DELL Compellent Hardware VSS Provider & Commvault on Windows Server 2012 Hyper-V nodes – Volume Shadow Copy Service error: Unexpected error querying for the IVssWriterCallback interface. hr = 0x80070005, Access is denied.

As you know by now I’ve been building a high throughput, large volume Disk2Disk backup solution and that has been rather successful. At optimal speed we get 2TB/Hour per backup media server. As we currently have two, we can get to 4TB/hour at maximum throughput Smile. Currently that is, we’ll see if more is possible. The solution, which I’ll blog about later, is based on the Dell Compellent hardware VSS provider (Dell Compellent Replay Manager 6.2.0.9), Windows Server 2012, CommVault 9.0 R2 and PowerVault storage a the target disks and as it’s working now is saving us many hundred of thousands of Euros compared to dedicated D2D backup appliances or solutions.
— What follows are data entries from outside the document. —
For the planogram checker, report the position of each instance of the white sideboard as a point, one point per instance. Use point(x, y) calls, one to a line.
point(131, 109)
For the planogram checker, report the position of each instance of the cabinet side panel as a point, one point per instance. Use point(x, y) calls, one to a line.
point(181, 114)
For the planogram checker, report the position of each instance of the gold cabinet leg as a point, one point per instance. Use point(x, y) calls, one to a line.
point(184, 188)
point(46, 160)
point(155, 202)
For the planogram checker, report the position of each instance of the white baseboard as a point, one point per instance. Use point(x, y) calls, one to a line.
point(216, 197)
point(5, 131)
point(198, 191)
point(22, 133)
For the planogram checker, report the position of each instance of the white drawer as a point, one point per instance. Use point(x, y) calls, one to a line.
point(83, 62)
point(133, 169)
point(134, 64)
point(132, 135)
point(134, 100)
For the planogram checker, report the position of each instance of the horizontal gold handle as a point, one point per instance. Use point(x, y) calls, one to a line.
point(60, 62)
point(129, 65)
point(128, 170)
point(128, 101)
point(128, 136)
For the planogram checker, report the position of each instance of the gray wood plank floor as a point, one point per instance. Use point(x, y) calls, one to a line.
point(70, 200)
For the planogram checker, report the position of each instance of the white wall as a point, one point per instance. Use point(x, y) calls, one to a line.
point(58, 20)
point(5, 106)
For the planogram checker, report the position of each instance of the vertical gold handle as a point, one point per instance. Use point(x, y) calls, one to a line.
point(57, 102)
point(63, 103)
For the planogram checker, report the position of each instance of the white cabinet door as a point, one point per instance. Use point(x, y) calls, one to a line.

The entire process has been a fairly smooth one, which was a relief as decent hardware VSS providers are not easy to come by, based on our experience and that of many colleagues. So, once again the DELL Compellent choice is turning out to be a good one. We did have to fix one small issue along the way.

Whilst using the DELL Compellent Hardware VSS Provider with Commvault Simpana 9.0 R2  to do host level back of the virtual machines on Windows Server 2012 Hyper-V cluster nodes. We ran into a small issue. The backup run fine but we saw this error being logged:

Volume Shadow Copy Service error: Unexpected error querying for the IVssWriterCallback interface.  hr = 0x80070005, Access is denied.
. This is often caused by incorrect security settings in either the writer or requestor process.

Operation:
   Gathering Writer Data

Context:
   Writer Class Id: {e8132975-6f93-4464-a53e-1050253ae220}
   Writer Name: System Writer
   Writer Instance ID: {3f4965d8-10ac-411b-bf6d-6a607f237775}

image

The description found here was not helpful in resolving this. This error is found all over the internet with just about any backup product. The possible causes and solutions that are suggested are as follows:

Change the Language for non-Unicode programs to English (United States)

This is not a solution in our case, which would have surprised me if it had been.

image

Eliminate the error condition by adding the access permissions for the domain account that the Compellent Replay Manager Service for Microsoft Servers (VSS) runs under to COM Security of the affected server

As the domain account used for this service is a member of the local administrators group that already has the permissions this would also have surprised me but we tested it anyway. It turns out this is not the cause either.

image

But for your information this is how it’s done:

You can eliminate the error condition by adding the access permissions for the Network Service account to the COM Security of the affected server. To add the access permissions for the Network Service account, do the following:

  • From the Start Menu, select Run
    The Run dialog opens.In the Open field, input dcomcnfg and click OK.
    The Component Services dialog opens.
  • Expand Component Services, Computers, and My Computer.
    Right-click My Computer and click Properties on the pop-up menu.
  • The My Computer Properties dialog opens.
  • Click the COM Security tab.
    Under Access Permission click Edit Default.
  • The Access Permissions dialog opens.
  • From the Access Permissions dialog, add the DOMAINcompellentreplayservice account with Local Access & Remote access allowed (cluser => not just a local host).
  • Close all open dialogs.
  • Restart the computer.

The real cause & solution

According to Microsoft support this issue occurs when using a 3rd party backup program that utilizes Windows VSS (Volume Shadow Service) and has its own requestor. This is indeed the case here. “It looks like the requestor (the backup application) does not allow system writer to call back into their process and hence generates the error in the application log.” This sounds very plausible Winking smile

The fix:

  1. The following example grants access to the "DOMAINcompellentreplayservice" account.
  2. Click on Start, type regedit in the search box.
  3. On the Registry Editor window, navigate to: KEY_LOCAL_MACHINE>SYSTEM>CurrentControlSet>Services>VSS>VssAccessControl
  4. Add a DWORD value with the name: "DOMAINcompellentreplayservice" and set the value to “1”.

image

image

image

And voila: the error has gone when running backups Open-mouthed smile

image

I assume no responsibility if you do this in your environment but I can say that all this works perfectly in our CommVault Simpana 9.0 R2 setup whist backing up the virtual machines on our Hyper-V cluster nodes at the host level using the DELL Compellent hardware VSS provider. And yes this is Windows Server 2012, careful testing, planning helps when being an early adaptor.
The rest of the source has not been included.